2.2.2. Measurement of Size, PDI, and Zeta Potential of Imperatorin Lipid Microsphere

The average particle size, PDI, and zeta potential of the lipid microspheres were measured while using a Malvern laser particle size analyzer (Mal-vern, UK). Samples were diluted appropriately with double-steamed water for the measurements, and zeta potential measurements were detected at 25 °C.

2.2.3. Scanning Electron Microscopy (SEM)

The morphologies of the imperatorin lipid microspheres and blank lipid microspheres were observed using a FEIQuanta 250 SEM (FEI Corporation, Hillsboro, OR, USA).
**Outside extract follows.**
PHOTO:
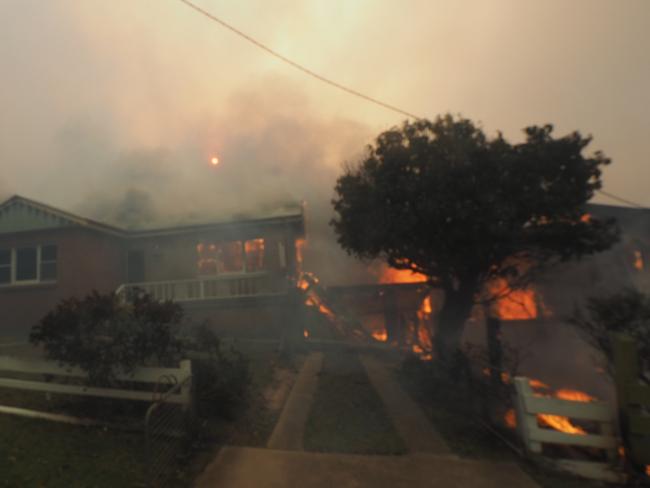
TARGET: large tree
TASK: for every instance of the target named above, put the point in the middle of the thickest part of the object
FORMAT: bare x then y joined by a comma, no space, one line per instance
442,199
After dilution with double-steamed water, a drop of solution was placed on the sample stand, was drained naturally, and was sprayed for observation.
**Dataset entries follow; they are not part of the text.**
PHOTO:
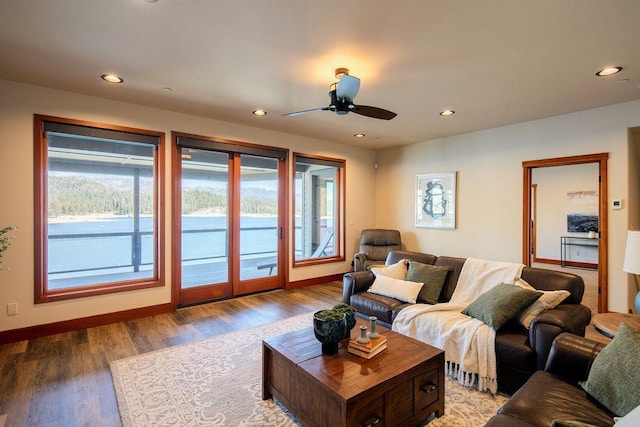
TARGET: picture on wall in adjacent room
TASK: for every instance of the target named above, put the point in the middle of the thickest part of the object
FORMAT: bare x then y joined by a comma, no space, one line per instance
436,200
582,211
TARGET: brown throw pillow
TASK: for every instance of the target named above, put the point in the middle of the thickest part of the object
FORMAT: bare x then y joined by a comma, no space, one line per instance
432,276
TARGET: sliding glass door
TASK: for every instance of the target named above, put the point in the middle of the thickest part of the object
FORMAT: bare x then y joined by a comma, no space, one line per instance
230,241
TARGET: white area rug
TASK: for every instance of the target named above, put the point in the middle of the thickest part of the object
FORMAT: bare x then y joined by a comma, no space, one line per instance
218,382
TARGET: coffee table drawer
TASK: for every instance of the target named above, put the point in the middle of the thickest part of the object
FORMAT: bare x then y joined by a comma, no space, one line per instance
426,389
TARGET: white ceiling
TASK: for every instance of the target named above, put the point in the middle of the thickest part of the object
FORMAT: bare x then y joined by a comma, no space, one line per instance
494,62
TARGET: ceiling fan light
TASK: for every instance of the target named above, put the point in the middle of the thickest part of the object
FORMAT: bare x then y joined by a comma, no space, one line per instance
341,72
609,71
2.2.4. Determination of Drug Loading and Encapsulation Efficiency

Encapsulation efficiency was determined by ultra-high-speed centrifugation. In addition, the drug loading and encapsulation efficiency of imperatorin was determined following the solubilization of carriers in methanol and analysis by the high-performance liquid chromatography (HPLC) method. The mobile phase consisted of methanol and double-distilled water (80:20, v/v). A volume of 20 μL of sample was injected and the flow rate was 1 mL/min. The column temperature was maintained at 25 °C and the detection wavelength was set at 330 nm [25].
The drug loading was calculated according to the standard curve [26]
Encapsulation efficiency (%) = (CoVo − CwVw)/CoVo × 100%
Drug loading = (CaWb)/Wa

2.2.5. RSM Design and Optimization of Imperatorin Lipid Microsphere Preparation Conditions

RSM was developed to acquire the optimal preparation conditions by establishing the relationships between the variables and the response.
Based on the single factor test results of preliminary experiments and our previous studies, three formulation parameters, namely the amounts of egg lecithin (A), poloxamer 188 (B), and soybean oil for injection, accounting for the total percentage of the oil phase (C), were identified as the key factors that are responsible for the particle size (Y1), polydispersity index (Y2), zeta potential (Y3), drug loading (Y4), and encapsulation efficiency (Y5). The range and levels of the three independent variables used in this study is summarized in Table 1. The central composite design experiments were carried out in a randomized order, which included six repeated experiments to eliminate the system error. Dependent variables or responses were transformed into desirabilities mathematically by Hassan’s method. Overall desirability was calculated from the geometric mean of five desirabilities of each formulation. In this method, we set the best value as 1 and the worst value as 0, and all desirabilities are normalized from 0 to 1.
The formula to calculate the overall desirability was expressed as follows [27]:
OD = (d1d2d3d4d5)1/5
dmin = (Ymax − Yi)/(Ymax − Ymin)
dmax = (Yi − Ymin)/(Ymax − Ymin)
where d is the overall desirability of each independent variable; d1, d2, d3, d4, and d5 are the overall desirabilities of particle size, particle size distribution, zeta potential, drug loading, and encapsulation efficiency, respectively; Y is the determination value of each independent variable (i = 1, 2, 3, 4, 5); and, Ymax and Ymin are the maximum and minimum, respectively, of each independent variable in all the tests.
Design-Expert 8.0 software was used to analyze the experimental data of overall desirabilities, perform multiple regressions to obtain the coefficients of the cubic polynomial model, and to obtain the three-dimensional response surface graphs. The quality of the fitted model was expressed by the coefficient of determination R2, and its statistical significance was determined by the F-test.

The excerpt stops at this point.